The Center to Support Immigrant Organizing (CSIO) was founded in 2000 as a result of an assessment by a group of longtime immigrant rights advocates. The organizers identified the multiple barriers immigrant communities face in their efforts to organize for their rights and develop their own leadership. The mission of CSIO is to support and help develop the work of individuals, groups, organizations and communities dedicated to organizing immigrants around the issues that affect their lives.
Since its founding, CSIO has been a TSNE fiscally-sponsored organization. In the words of Co-Director Ann Philbin, “Being fiscally sponsored means that by-and-large we don’t have to worry about handling the administrative piece, which frees us up to focus on the meat of what we do. It would cost us more to build this administrative capacity in-house and would divert precious staff capacity away from our mission-related work.”
Helping Communities Discover Their Gifts
Such a strategy has paid off for CSIO. The nonprofit organization has carved out a critical and valuable niche for itself by focusing the three co-directors’ talents and expertise on supporting the efforts, dreams and desires of immigrant communities for self-determination.
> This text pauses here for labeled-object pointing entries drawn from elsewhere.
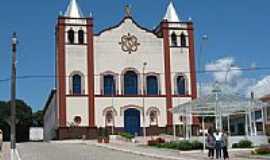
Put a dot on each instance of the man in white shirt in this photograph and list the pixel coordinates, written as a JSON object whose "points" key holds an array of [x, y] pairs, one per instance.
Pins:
{"points": [[218, 137]]}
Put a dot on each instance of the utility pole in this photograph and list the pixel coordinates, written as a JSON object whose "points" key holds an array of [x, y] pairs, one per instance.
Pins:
{"points": [[13, 94]]}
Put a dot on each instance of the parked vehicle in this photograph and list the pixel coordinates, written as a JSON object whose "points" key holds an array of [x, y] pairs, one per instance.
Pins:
{"points": [[36, 134]]}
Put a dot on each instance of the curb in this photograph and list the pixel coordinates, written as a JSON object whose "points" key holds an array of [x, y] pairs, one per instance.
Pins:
{"points": [[142, 153]]}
The visionary leaders are organizational capacity-builders, facilitators and movement builders.
“In all of our program activities, we strive to create and hold the space for immigrants to discover the gifts and talents they already have but which often lay buried underneath the layers created by the oppression and marginalization they have experienced,” explains Philbin. “It is in creating and holding that space that immigrants can experience their own power and worth, and so be able to see themselves as capable of bringing about change.”
Supporting Collective Leadership
The methodology that CSIO uses, which is participatory and firmly rooted in democratic principles, is consistent with its view of immigrants. The organization allows the voices of the leaders and organizations they work with to emerge and shape the work itself.
According to an immigrant leader whose organization is a member of the Immigrant Workers Center Collaborative (IWCC), a group that CSIO facilitates, the process has been “interesting and exciting. It took me a little while to realize that while CSIO convenes and facilitates our meetings, they are not in control of the agenda – but rather, we are. And as the process has unfolded, we have developed more and more a collective sense and ownership of what and who the IWCC is and what we are capable of doing together.”
TSNE is very proud to have CSIO as one of our fiscally-sponsored organizations. CSIO is an outstanding example of a nonprofit organization that works everyday to “create a more just and democratic society,” as our mission statement reads. For Ann Philbin, respecting and valuing the voices of immigrant-led organizations and working with them to lift up their voices and gain a sense of their own power is “an opportunity to advance democracy.”